Сущность
Шрифт:
Выйдя из кабинета, он прошел через главный вестибюль, чтобы купить в автомате кофе и шоколадный батончик. Толкнув дверь во внешний вестибюль, он увидел Карлотту, стоящую у стеклянных дверей, почерневших от ночи. Ее отражение было почти в натуральную величину, потому что она стояла близко к стеклу. Казалось, она боялась выходить.
– Карлотта, – удивленно позвал Шнайдерман, – все в порядке?

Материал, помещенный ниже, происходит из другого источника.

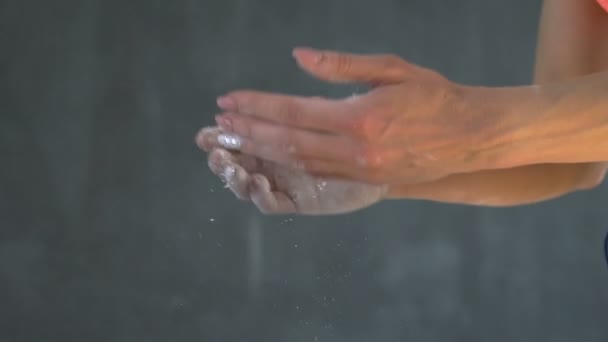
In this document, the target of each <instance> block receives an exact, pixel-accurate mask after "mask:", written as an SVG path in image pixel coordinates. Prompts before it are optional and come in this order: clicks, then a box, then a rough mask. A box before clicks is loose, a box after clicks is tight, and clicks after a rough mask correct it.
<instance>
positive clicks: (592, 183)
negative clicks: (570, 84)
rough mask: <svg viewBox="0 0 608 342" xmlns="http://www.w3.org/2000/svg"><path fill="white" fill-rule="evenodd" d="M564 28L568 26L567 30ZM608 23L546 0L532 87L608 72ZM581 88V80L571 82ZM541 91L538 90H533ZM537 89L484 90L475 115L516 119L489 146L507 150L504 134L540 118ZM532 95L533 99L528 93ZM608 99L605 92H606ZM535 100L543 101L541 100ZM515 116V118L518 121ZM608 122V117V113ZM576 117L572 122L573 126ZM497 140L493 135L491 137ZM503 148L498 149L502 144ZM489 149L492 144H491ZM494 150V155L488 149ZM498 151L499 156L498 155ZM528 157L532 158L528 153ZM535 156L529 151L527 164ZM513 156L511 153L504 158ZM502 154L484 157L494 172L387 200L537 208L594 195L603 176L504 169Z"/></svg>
mask: <svg viewBox="0 0 608 342" xmlns="http://www.w3.org/2000/svg"><path fill="white" fill-rule="evenodd" d="M565 21H567V22H568V23H569V24H568V25H564V24H563V23H564V22H565ZM606 34H608V24H607V23H606V20H605V14H604V13H602V11H601V10H600V9H598V8H597V6H596V5H595V4H593V2H591V1H571V0H549V1H545V3H544V5H543V11H542V16H541V20H540V25H539V35H538V46H537V51H536V57H537V59H536V63H535V70H534V84H536V85H544V84H550V83H552V82H559V81H565V80H570V79H573V80H575V79H576V78H577V77H580V76H583V75H589V74H592V73H594V72H598V71H601V70H606V69H607V68H608V44H607V42H606V37H607V35H606ZM574 82H576V81H574ZM535 88H537V89H535ZM478 89H481V88H477V89H475V90H478ZM539 89H540V87H520V88H504V89H501V90H500V91H499V92H498V96H496V95H495V94H496V92H494V94H493V96H495V97H494V98H492V96H488V95H489V94H487V92H492V91H494V90H495V89H481V91H480V92H478V93H475V94H477V95H478V96H477V98H476V101H477V105H475V106H471V107H472V109H473V110H475V109H482V110H485V112H486V113H488V115H498V114H505V113H506V114H508V115H506V117H508V116H509V115H511V117H512V118H511V119H505V120H503V121H501V122H499V125H498V126H496V127H495V130H494V131H493V132H490V133H491V134H489V136H490V137H502V141H500V139H493V140H492V139H489V140H488V141H491V142H494V143H502V144H503V149H505V150H508V148H509V147H510V145H509V144H510V142H511V141H512V139H514V138H515V137H514V136H509V135H507V134H505V133H507V132H513V131H514V130H513V129H514V128H515V129H516V128H519V127H525V123H526V120H525V119H527V117H525V116H524V117H521V116H520V117H518V116H517V114H520V115H522V114H523V115H526V113H527V114H528V115H530V117H531V118H534V115H538V113H541V110H542V109H543V107H542V106H541V104H542V103H541V101H538V100H535V99H534V95H535V94H534V92H537V91H538V90H539ZM531 93H532V96H530V94H531ZM604 94H608V93H606V92H605V93H604ZM536 95H538V94H536ZM513 117H515V118H518V119H519V121H518V120H514V119H513ZM607 117H608V112H607ZM575 118H576V116H575V115H573V116H572V117H571V119H575ZM492 134H493V135H492ZM497 145H498V144H497ZM490 146H491V145H490ZM490 150H491V149H490ZM499 150H500V149H499ZM524 152H528V151H526V150H524ZM536 153H537V152H536V151H534V150H532V152H531V153H528V155H529V156H530V157H538V156H535V154H536ZM506 155H507V156H509V154H506ZM501 157H503V155H501V154H494V155H492V154H489V155H486V156H485V160H483V163H485V164H486V165H488V164H492V163H494V164H493V165H492V167H491V169H490V170H485V171H476V172H471V173H468V174H454V175H450V176H448V177H446V178H443V179H439V180H436V181H433V182H429V183H422V184H414V185H403V186H394V187H392V188H391V189H390V190H389V194H388V198H412V199H426V200H432V201H439V202H452V203H464V204H476V205H488V206H510V205H518V204H527V203H534V202H538V201H543V200H548V199H551V198H555V197H559V196H561V195H564V194H566V193H569V192H572V191H576V190H581V189H588V188H593V187H594V186H596V185H597V184H599V183H600V182H601V181H602V179H603V176H604V173H605V167H606V164H605V163H578V164H537V165H524V166H519V167H510V168H502V169H501V168H498V166H501V167H505V166H504V165H497V164H501V163H502V164H508V162H509V160H508V158H504V157H503V158H501Z"/></svg>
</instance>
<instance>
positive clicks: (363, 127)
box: [353, 113, 377, 143]
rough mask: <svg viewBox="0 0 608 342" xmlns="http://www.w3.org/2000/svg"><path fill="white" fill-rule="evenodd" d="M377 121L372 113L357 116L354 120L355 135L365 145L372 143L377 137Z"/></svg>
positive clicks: (353, 124) (360, 114)
mask: <svg viewBox="0 0 608 342" xmlns="http://www.w3.org/2000/svg"><path fill="white" fill-rule="evenodd" d="M376 126H377V120H376V119H375V118H374V116H373V115H370V113H364V114H360V115H357V116H356V118H355V119H353V133H354V134H355V136H356V137H357V138H359V139H361V140H362V141H363V142H365V143H371V142H373V141H374V140H375V138H376V135H377V129H376Z"/></svg>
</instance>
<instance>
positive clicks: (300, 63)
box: [293, 48, 416, 85]
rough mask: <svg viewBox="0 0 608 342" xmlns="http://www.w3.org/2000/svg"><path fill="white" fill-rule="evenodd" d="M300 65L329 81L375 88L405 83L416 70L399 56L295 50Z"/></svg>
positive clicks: (304, 67)
mask: <svg viewBox="0 0 608 342" xmlns="http://www.w3.org/2000/svg"><path fill="white" fill-rule="evenodd" d="M293 56H294V58H295V59H296V62H297V63H298V65H299V66H300V67H301V68H302V69H304V70H305V71H307V72H309V73H310V74H312V75H313V76H315V77H317V78H319V79H322V80H325V81H329V82H337V83H344V82H358V83H366V84H372V85H380V84H394V83H400V82H402V81H403V80H404V79H405V78H406V77H407V76H408V75H410V74H411V73H412V72H413V71H414V70H415V69H416V67H415V66H414V65H413V64H410V63H408V62H406V61H404V60H403V59H401V58H399V57H398V56H396V55H388V54H383V55H361V54H351V53H343V52H335V51H319V50H315V49H310V48H296V49H294V51H293Z"/></svg>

Карлотта испуганно обернулась.
– А, да, конечно, меня… Я не знаю, где моя подруга. Она всегда приезжала
Шнайдерман на мгновение задумался. Он должен был дежурить весь вечер. Иначе мог бы отвезти Карлотту домой.
– Хотите ей позвонить?
– Да. Спасибо.
Карлотта вернулась со Шнайдерманом к столу. Она набрала номер Синди и ждала. Ответа не последовало. Она повесила трубку и беспомощно повернулась к Шнайдерману.
Шнайдерман замер. Он мог бы предложить такси, но ни один из них не мог себе этого позволить. Он проверил часы.
– Вы живете в западном Лос-Анджелесе?
– Рядом с шоссе.
Шнайдерман наклонился к столу.
– Скажи Болтину, что я отойду на полчаса, – сказал он медсестре. – Я буду ему должен.
Доктор быстро прошел по коридору с Карлоттой и открыл ей дверь.
– Мне ужасно жаль, – сказала она.
Шнайдерман отмахнулся от ее извинения.
Карлотта села на порванное овальное сиденье крошечного MG. Шнайдерман забрался в машину, захлопнул дверь и завел двигатель. MG с ревом выехал с парковки, обогнув несколько припаркованных машин.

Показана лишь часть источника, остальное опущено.